В течение всего обеда Флора переплетала свое теперешнее пристрастие к еде и напиткам со своим прежним пристрастием к романтической любви, так что Кленнэм не решался поднять глаза от тарелки, тем более что всякий раз встречал ее значительный и таинственный взгляд, как будто и впрямь между ними был какой-то заговор. Тетка мистера Финчинга сидела молча и мерила его вызывающим взглядом, с выражением глубочайшего презрения, до самого конца обеда; тут, когда уже убрали приборы, она совершенно неожиданно вмешалась в разговор.
Флора только что сказала:
– Мистер Кленнэм, налейте, пожалуйста, портвейна тетке мистера Финчинга.
– Памятник у Лондонского моста, – тотчас же объявила эта леди, – поставлен после большого пожара тысяча шестьсот шестьдесят шестого года, уничтожившего значительную часть города, но это вовсе не тот пожар, когда сгорели лавки вашего дяди Джоржа.
Мистер Панкс с прежним мужеством заметил:
– В самом деле, сударыня. Как же, как же!

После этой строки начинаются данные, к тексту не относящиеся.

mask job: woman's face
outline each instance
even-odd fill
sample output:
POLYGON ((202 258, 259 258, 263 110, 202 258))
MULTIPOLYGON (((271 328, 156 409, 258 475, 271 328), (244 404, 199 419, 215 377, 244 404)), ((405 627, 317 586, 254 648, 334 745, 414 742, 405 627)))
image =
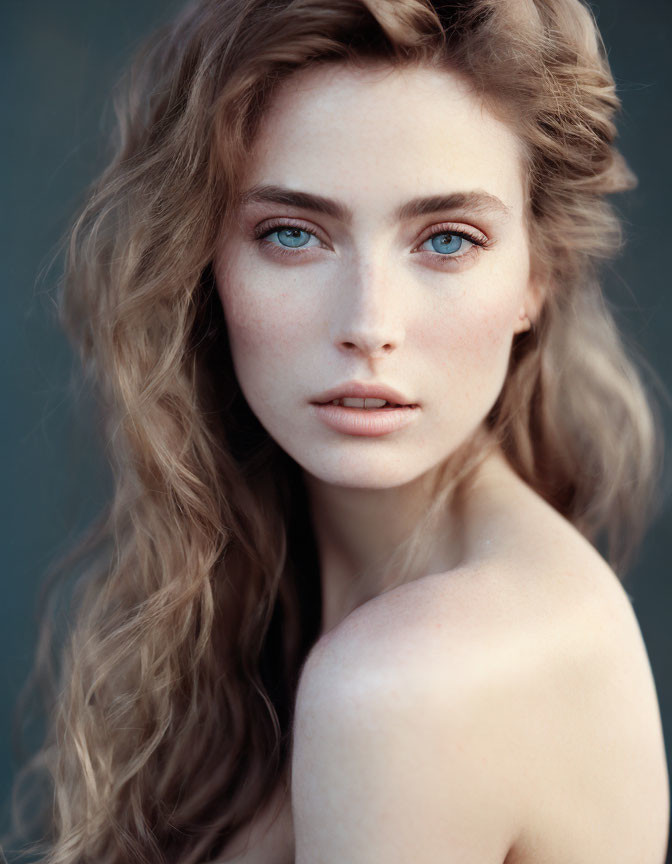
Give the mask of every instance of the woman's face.
POLYGON ((269 108, 244 189, 215 272, 261 424, 326 483, 392 487, 437 466, 495 402, 521 306, 534 314, 513 132, 452 73, 308 68, 269 108), (312 403, 352 381, 418 407, 386 434, 334 429, 312 403))

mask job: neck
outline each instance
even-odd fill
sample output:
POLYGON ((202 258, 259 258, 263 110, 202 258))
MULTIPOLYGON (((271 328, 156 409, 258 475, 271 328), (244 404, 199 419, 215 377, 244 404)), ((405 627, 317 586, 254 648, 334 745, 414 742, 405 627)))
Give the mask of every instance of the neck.
POLYGON ((494 450, 469 478, 469 493, 460 484, 452 488, 435 520, 426 523, 419 554, 401 577, 395 566, 387 566, 391 552, 422 523, 439 469, 385 489, 335 486, 304 474, 320 561, 322 632, 403 582, 464 566, 478 545, 472 525, 479 509, 475 496, 479 492, 482 498, 489 478, 501 478, 507 468, 494 450))

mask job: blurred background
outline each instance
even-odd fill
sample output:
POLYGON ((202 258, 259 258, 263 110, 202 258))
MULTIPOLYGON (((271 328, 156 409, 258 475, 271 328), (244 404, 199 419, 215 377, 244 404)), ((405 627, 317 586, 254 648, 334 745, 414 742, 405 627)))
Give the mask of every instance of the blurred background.
MULTIPOLYGON (((18 764, 11 723, 31 667, 37 598, 49 564, 96 516, 110 477, 72 404, 74 358, 55 323, 57 243, 104 167, 110 89, 143 37, 182 5, 167 0, 3 0, 0 28, 0 833, 18 764)), ((606 294, 631 344, 672 383, 672 4, 593 2, 623 101, 620 147, 639 178, 615 196, 627 246, 605 272, 606 294)), ((649 373, 645 370, 645 378, 649 373)), ((670 447, 672 417, 661 406, 670 447)), ((672 462, 668 454, 667 462, 672 462)), ((667 470, 669 471, 669 465, 667 470)), ((669 486, 669 484, 668 484, 669 486)), ((651 527, 626 582, 649 654, 672 762, 672 502, 651 527)), ((26 730, 37 742, 39 729, 26 730)), ((668 855, 668 861, 670 856, 668 855)), ((653 864, 653 862, 652 862, 653 864)))

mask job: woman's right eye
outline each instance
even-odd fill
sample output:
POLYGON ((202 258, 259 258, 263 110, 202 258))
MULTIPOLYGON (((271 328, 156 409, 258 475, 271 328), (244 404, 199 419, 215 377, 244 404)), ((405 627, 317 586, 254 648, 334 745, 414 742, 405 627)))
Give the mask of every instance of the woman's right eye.
POLYGON ((298 225, 288 225, 286 223, 278 223, 272 226, 266 225, 256 234, 257 242, 264 243, 266 246, 272 246, 274 252, 279 252, 281 255, 296 254, 291 251, 293 249, 304 249, 306 247, 309 249, 315 248, 315 244, 313 246, 308 246, 310 237, 317 240, 317 246, 320 245, 319 238, 314 232, 308 230, 306 227, 300 227, 298 225), (272 237, 274 234, 277 235, 277 243, 267 239, 272 237))

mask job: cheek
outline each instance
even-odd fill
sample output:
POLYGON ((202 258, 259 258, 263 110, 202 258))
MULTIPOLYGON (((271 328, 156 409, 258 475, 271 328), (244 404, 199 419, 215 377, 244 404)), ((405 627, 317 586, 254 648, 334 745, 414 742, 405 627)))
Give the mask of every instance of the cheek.
MULTIPOLYGON (((480 283, 472 292, 437 304, 421 323, 418 339, 444 387, 472 405, 496 398, 506 376, 518 292, 501 282, 480 283)), ((514 283, 515 284, 515 283, 514 283)), ((472 407, 474 407, 472 405, 472 407)))
POLYGON ((286 361, 298 349, 310 313, 291 285, 280 287, 249 264, 232 262, 218 268, 217 290, 239 372, 257 365, 268 374, 269 363, 286 361))
POLYGON ((513 338, 511 304, 501 302, 475 310, 467 332, 469 330, 474 363, 486 373, 503 373, 513 338))

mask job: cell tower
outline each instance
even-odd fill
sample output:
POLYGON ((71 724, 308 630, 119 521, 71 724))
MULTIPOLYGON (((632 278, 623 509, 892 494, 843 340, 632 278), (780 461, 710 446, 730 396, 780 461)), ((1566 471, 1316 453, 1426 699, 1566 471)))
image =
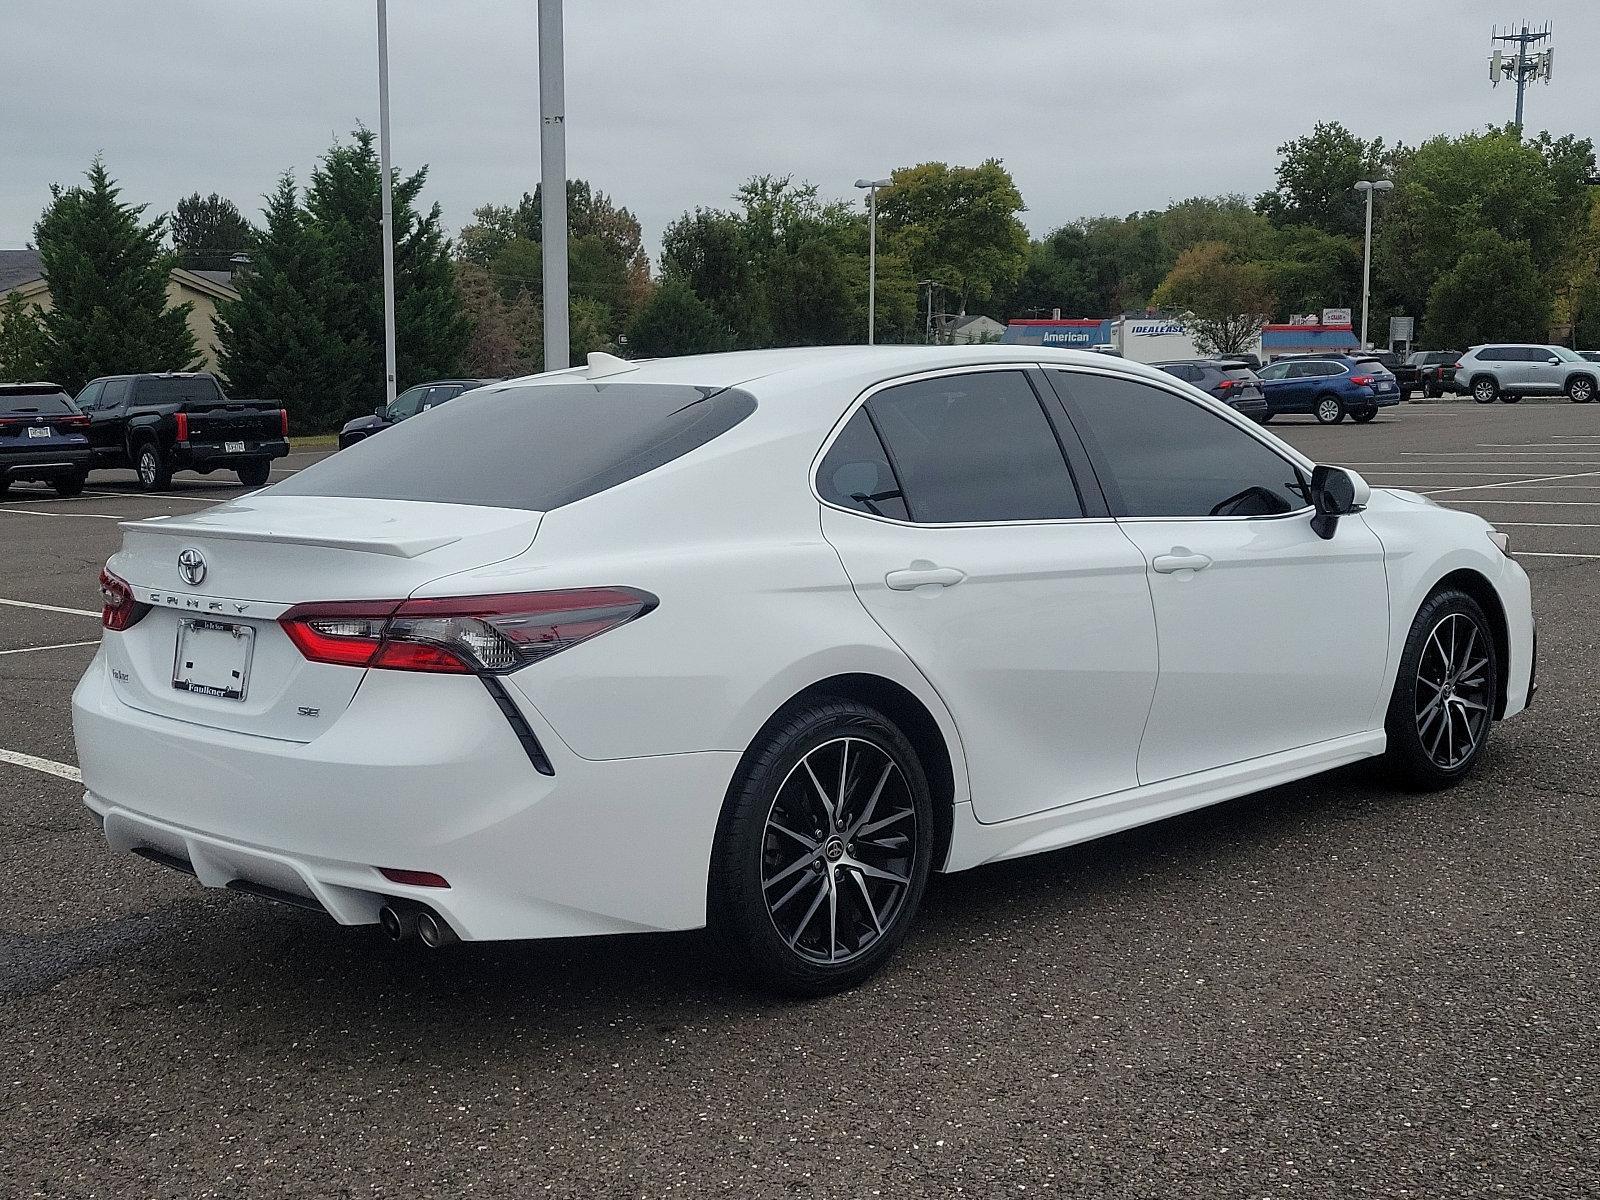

Но тетка мистера Финчинга, по-видимому, усмотрела тут какое-то противоречие или оскорбление, так как вместо того, чтобы погрузиться в безмолвие, с бешенством присовокупила:
– Ненавижу дурака!
Она придала этому заявлению – и без того достаточно сильному – такой несомненно оскорбительный и личный характер, бросив его прямо в лицо гостю, что пришлось удалить тетку мистера Финчинга из столовой. Это и сделала Флора очень спокойно, причем тетка мистера Финчинга не оказала ни малейшего сопротивления, заметив только мимоходом, с неутолимой ненавистью: коли так, зачем же он приходит сюда?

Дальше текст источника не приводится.